Vitamin A repairs skin tissue, and can help combat dry and flaky skin. Whole milk, butter, and dark green leafy vegetables like spinach and kale are great sources for your diet.

Skin Elasticity

Astaxanthin

This strong antioxidant boosts skin elasticity for a younger-looking complexion. It can be found in seafood such as salmon, lobsters, and crab.

Selenium

This antioxidant helps fight free radicals and enhance skin elasticity. It can be found in wheat germ, tuna, salmon, eggs, whole grains and brown rice, and garlic. Brazil nuts also pack a ton of selenium, so pop a few daily to improve skin elasticity.

Silica

This mineral strengthens muscles, ligaments, nails, hair, and bone. It also gives skin elasticity and aids in cell regeneration. You can get silica in your diet from cucumber, mango, celery, asparagus, and beans such as green and garbanzo.

In the long run...

In the end, eating a balanced diet rich in whole, natural foods will give you the best skin. Many of these great nutrients come in supplement form, but the best practice is to gradually alter your eating habits to incorporate more of these great foods. It’s okay to take supplements for things you can’t incorporate into your diet, such as taking fish oil pills for someone who doesn’t eat fish. As you change your eating habits, watch your skin change too. Keeping a diary of your diet and noting changes in your mood and appearance is a great way to track the success of your new plan. As always, stay away from smoking, excessive drinking, and unprotected sun exposure.

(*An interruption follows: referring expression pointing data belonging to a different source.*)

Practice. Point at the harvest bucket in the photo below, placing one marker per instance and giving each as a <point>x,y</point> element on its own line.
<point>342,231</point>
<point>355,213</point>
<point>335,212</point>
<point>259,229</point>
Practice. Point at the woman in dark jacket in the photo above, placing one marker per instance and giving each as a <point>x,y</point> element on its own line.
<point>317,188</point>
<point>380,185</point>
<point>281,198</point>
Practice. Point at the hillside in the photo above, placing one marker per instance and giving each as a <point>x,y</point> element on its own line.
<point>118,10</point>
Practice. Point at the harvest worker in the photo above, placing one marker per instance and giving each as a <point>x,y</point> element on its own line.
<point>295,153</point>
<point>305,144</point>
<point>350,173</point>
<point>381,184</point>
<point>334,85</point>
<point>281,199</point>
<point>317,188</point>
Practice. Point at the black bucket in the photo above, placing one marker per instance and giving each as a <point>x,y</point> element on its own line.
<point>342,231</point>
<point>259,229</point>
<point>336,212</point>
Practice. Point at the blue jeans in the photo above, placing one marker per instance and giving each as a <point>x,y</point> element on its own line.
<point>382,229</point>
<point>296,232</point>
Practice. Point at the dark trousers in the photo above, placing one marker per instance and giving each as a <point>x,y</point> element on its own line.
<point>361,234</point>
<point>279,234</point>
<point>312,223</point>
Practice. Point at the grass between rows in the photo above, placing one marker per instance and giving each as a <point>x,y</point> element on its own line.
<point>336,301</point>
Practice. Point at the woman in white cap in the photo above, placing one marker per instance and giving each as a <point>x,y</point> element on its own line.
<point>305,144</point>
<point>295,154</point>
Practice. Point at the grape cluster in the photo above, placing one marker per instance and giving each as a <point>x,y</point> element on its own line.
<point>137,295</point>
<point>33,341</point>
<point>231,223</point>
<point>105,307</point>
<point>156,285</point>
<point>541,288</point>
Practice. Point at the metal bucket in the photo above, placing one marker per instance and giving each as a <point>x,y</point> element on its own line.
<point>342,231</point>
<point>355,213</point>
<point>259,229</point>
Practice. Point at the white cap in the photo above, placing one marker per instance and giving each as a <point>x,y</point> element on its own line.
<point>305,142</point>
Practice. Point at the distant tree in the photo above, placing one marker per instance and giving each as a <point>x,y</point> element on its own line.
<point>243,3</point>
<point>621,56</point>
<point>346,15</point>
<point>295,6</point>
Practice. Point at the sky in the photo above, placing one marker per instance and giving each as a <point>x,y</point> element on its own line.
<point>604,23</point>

So the next time a skin problem sets you running for the cosmetic aisle, take a moment to evaluate your recent daily diet. Keep in mind these tips aren’t going to work overnight; your body will need to adjust to the new nutrients it’s getting. Give time to let your internal changes effect your outer appearance. Remember what your mother used to tell you: you are what you eat!